Evolutio Visio - Mestre 2015.

Sulle orme di Gabriele Basilico

Il progetto “Evolutio Visio” nasce nel 2011 e si completa nel 2015 con un’esposizione nella sala Costantini del Centro Culturale Candiani di Mestre (di seguito le altre esposizioni). Il progetto è succintamente spiegato dal prof. Riccardo Caldura (Direttore dell’Accademia di Belle Arti di Venezia) già precedentemente curatore del lavoro di Gabriele Basilico. Al progetto parteciparono anche l’arch. Gianfranco Vecchiato, già pres. dell’Ord. APPC di Venezia e dei prof. Dario Toffanello e prof. Fabio Bevilacqua dell’Università IUAV di Venezia.

Costituisce una sfida che si ripropone nel tempo, il tentare di cogliere quale sia il carattere della città di terraferma, la componente moderna del comune di Venezia. Una sfida che ha visto cimentarsi fotografi noti e relativamente meno noti, fino a coinvolgere gli stessi cittadini in campagne promosse dai media e da istituzioni locali. Vi è un evidente bisogno di trovare una chiave di lettura e di interpretazione che aiuti a comprendere Mestre. Non Venezia, l’iperfotografata perla della Laguna, e nemmeno Marghera, che pur è stata campo di ripetute indagini fotografiche. Se questi due luoghi costituiscono una sorta di diade esemplare in mezzo si colloca la città relativamente anonima, la città qualunque, o meglio la città che è ovunque, nel senso che possiamo riconoscere Mestre in ogni città contemporanea. A questa città, scattered e local, si è dedicato, fra altri grandi fotografi, Gabriele Basilico, in particolare in tre appuntamenti, nel 1996, nel 1997 e soprattutto nel 2001. Ne è sortita una mappatura della città di terraferma che è stata anche un’indagine sul senso della città media, quella cioè che è più difficile da cogliere. Il lavoro di Giovanni Cecchinato costituisce un caso anch’esso esemplare. Medesima la problematica di fondo: comprendere il senso della città media, ripercorrendo, in una sorta di ideale reenactment, questo il nucleo della proposta, i luoghi ripresi da Basilico. Certo per cogliere le trasformazioni avvenute nel frattempo, ma più sottilmente per ritrovare il senso di uno spazio urbano fra memoria e realtà odierna. L’architettura, così come nelle immagini di Basilico, anche per Cecchinato è il soggetto privilegiato dell’indagine, l’architettura nel suo essere al tempo stesso stratigrafia (considerando il succedersi delle varie fasi edificatorie) e prefigurazione di una possibile città a venire.”

Riccardo Caldura

L’articolo incluso nel catalogo è consultabile all’indirizzo: https://www.giovannicecchinato.it/evolutio_visio_sulle_orme_di_gabriele_basilico-p12715

Il lavoro è stato esposto inoltre: 2016 - Università IUAV di Venezia 2016 - Galleria Biffi Arte di Piacenza 2016 - XXIX Congresso INU Cagliari 2017 - Festival Città Invisibili - Galleria d'Arte Moderna e Contemporanea di San Donà di Piave (VE) 2019 - Mirano Fotografia - Villa Giustinian Morosini Mirano (VE) 2019 - Novara Architettura 2.0.19 - Casa Bossi (NO)
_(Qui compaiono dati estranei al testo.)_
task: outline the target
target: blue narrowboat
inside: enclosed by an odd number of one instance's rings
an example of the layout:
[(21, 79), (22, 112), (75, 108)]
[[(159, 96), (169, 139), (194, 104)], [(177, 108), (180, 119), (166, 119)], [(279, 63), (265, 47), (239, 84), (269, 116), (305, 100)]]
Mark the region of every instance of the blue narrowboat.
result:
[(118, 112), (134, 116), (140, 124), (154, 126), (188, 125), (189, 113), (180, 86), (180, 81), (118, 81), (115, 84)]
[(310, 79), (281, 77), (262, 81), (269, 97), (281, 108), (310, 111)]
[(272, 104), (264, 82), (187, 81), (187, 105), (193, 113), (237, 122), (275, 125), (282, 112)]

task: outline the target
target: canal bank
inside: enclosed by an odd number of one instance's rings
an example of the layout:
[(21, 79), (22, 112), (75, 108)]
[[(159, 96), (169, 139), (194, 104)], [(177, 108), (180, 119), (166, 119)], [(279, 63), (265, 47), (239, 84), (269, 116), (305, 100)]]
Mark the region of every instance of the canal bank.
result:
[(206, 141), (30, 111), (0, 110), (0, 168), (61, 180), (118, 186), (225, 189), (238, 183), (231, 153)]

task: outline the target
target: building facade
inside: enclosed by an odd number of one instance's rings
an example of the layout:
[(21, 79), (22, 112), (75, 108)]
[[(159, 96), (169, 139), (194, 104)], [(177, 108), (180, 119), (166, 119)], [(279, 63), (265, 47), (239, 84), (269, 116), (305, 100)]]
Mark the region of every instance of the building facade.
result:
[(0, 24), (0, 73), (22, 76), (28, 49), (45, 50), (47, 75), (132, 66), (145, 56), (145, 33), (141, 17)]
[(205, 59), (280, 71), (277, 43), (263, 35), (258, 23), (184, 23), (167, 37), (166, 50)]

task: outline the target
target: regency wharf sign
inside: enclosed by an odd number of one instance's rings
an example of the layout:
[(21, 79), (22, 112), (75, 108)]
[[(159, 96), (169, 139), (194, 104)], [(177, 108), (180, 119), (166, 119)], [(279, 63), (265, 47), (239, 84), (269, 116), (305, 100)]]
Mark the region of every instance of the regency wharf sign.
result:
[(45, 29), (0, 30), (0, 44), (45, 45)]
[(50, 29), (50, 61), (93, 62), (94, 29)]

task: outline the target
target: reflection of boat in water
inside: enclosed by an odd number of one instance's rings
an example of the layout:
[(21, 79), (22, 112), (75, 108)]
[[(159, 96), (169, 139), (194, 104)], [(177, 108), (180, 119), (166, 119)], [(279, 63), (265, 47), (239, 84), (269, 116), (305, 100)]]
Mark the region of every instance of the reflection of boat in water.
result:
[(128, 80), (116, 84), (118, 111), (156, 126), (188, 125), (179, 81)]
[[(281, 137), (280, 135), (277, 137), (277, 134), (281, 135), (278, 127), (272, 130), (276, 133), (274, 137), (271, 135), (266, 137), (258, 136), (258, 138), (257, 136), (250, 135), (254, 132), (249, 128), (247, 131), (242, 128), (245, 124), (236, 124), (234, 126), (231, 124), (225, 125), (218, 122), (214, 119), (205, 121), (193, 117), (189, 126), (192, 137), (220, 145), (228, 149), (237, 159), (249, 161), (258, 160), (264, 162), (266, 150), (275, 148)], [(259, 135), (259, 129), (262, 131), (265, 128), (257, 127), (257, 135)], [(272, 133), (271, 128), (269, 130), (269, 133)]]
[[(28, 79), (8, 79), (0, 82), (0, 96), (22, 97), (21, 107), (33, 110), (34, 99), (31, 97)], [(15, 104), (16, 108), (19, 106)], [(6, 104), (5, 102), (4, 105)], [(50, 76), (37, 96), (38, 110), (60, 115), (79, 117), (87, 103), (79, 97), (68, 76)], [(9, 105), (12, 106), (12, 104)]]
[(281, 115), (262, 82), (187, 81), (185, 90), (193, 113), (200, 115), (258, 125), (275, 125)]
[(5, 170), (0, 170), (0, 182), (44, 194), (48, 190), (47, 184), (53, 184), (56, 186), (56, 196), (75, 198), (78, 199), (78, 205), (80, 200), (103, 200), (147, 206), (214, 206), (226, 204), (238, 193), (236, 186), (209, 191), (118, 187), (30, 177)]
Varie foto dell’esposizione sono state vendute a collezionisti privati.

Evolutio Visio assieme al lavoro Alemagna è stato premiato come miglior portfolio ed ha vinto la borsa di studio per l’attuale laboratorio “Corpi e macchine” gestito da William Guerrieri a Linea di Confine, Rubiera (MO).

Giovanni Cecchinato, nasce a Mestre (VE) nel 1961. La sua ricerca si concentra nella fotografia di architettura/interni oppure indaga le metamorfosi del paesaggio italiano. E’ fotografo professionista dal 2001 e conta al suo attivo lavori commissionati da grandi aziende nazionali e studi di design internazionali. E’ stato allievo di Antonin Kratochvil, Andrew Phelphs, Efrem Raimondi. Collabora con l’agenzia fotografica parigina Abaca Press. Al suo attivo ci sono numerose esposizioni in musei e gallerie d’arte nazionali. Alcune sue fotografie sono conservate in collezioni private e pubbliche e sono pubblicate in magazines nazionali e extra-nazionali. Affianca l’attività professionale ed artistica con quella di organizzatore e curatore di manifestazioni culturali sulla fotografia in collaborazione con il Centro Culturale Candiani di Mestre (VE). E’ coordinatore del progetto “La serena inquietudine del territorio” che coinvolge altri 50 fotografi nella produzione di una fanzine che ragiona sull’evoluzione del paesaggio e dei territori urbani nel Veneto.